Hello everybody,
we face serious issues in controlling the execution of several
sbatch-Jobs from a shell script running on one of our submit hosts.
I.) What we want to achieve:
1.) We want to have a controlling shell script, let's call it
control_submits.sh
2.) This control_submits.sh should run several
sbatch submit_job1.sh
sbatch submit_job2.sh
...
3.) Each of the submit_jobN.sh invokes mpiexec.

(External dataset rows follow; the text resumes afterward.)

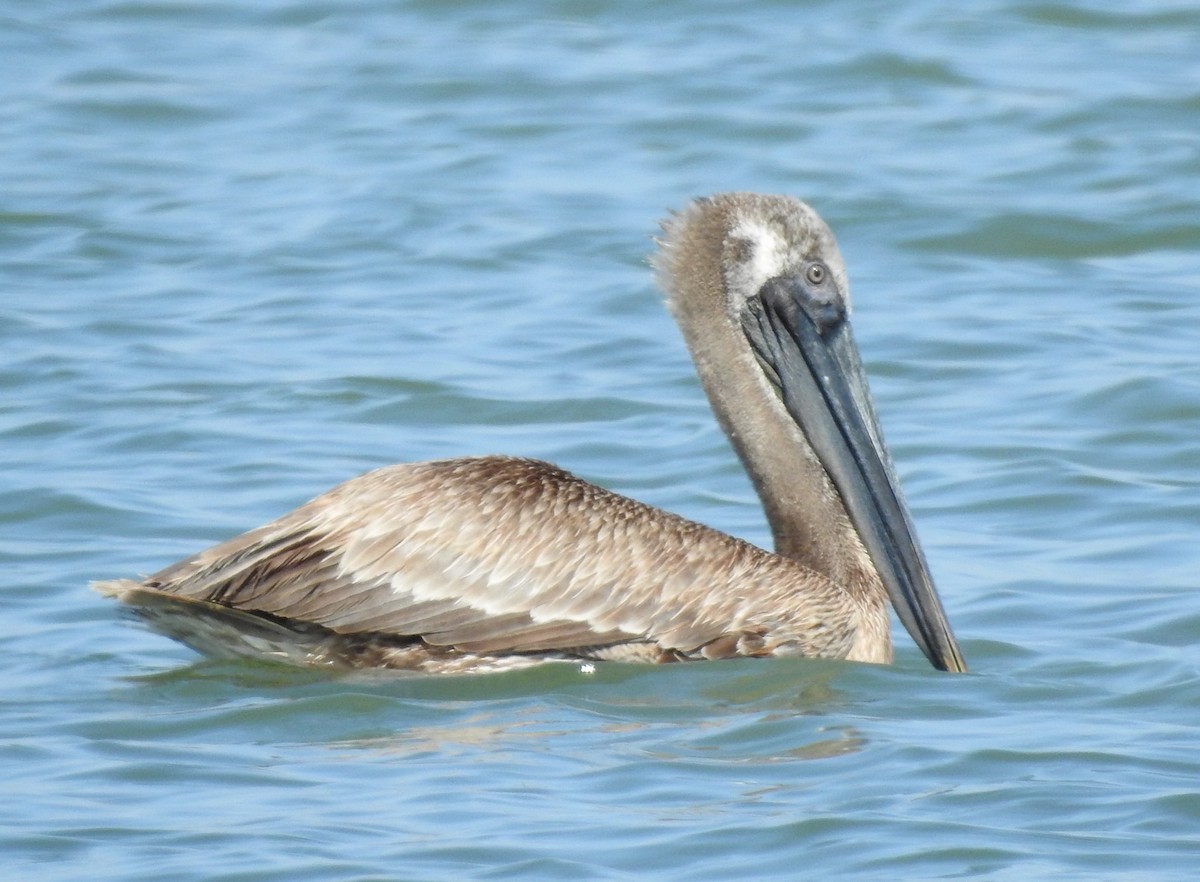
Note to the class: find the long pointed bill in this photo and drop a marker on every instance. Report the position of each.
(805, 345)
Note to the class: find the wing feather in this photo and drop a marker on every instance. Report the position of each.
(492, 555)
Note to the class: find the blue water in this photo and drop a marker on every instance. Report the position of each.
(250, 250)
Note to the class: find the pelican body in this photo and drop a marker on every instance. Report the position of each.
(486, 563)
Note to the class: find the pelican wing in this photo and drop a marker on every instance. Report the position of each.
(497, 555)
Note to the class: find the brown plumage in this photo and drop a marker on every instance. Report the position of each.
(485, 563)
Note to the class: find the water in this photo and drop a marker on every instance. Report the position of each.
(250, 250)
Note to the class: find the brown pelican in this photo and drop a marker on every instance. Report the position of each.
(484, 563)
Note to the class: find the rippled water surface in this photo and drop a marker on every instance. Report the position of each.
(250, 250)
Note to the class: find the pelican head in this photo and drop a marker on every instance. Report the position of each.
(760, 292)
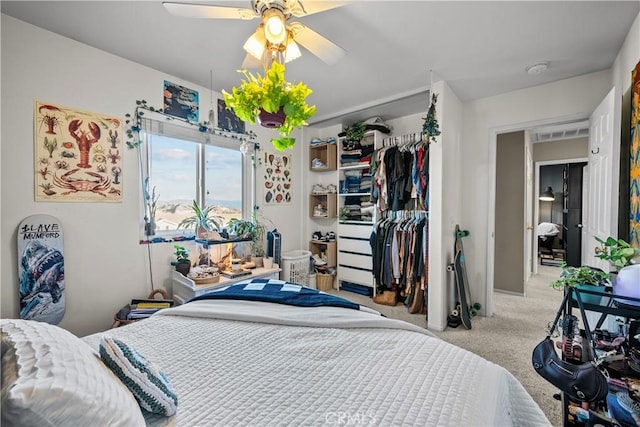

The point is, that we want job2 to start execution *after* job1 has
finished and so on. Thus, we need some way to do a blocking wait for the
job completions in control_submits.sh.
We can't use the SLURM's --dependency-facility because the existing
setup is actually way more complicated, we have more than one
control_submits.sh and these do extra work between the job submissions.
It is important, that the submit_jobN.sh scripts themselves run on some
of the allocated resources, not on the submit host.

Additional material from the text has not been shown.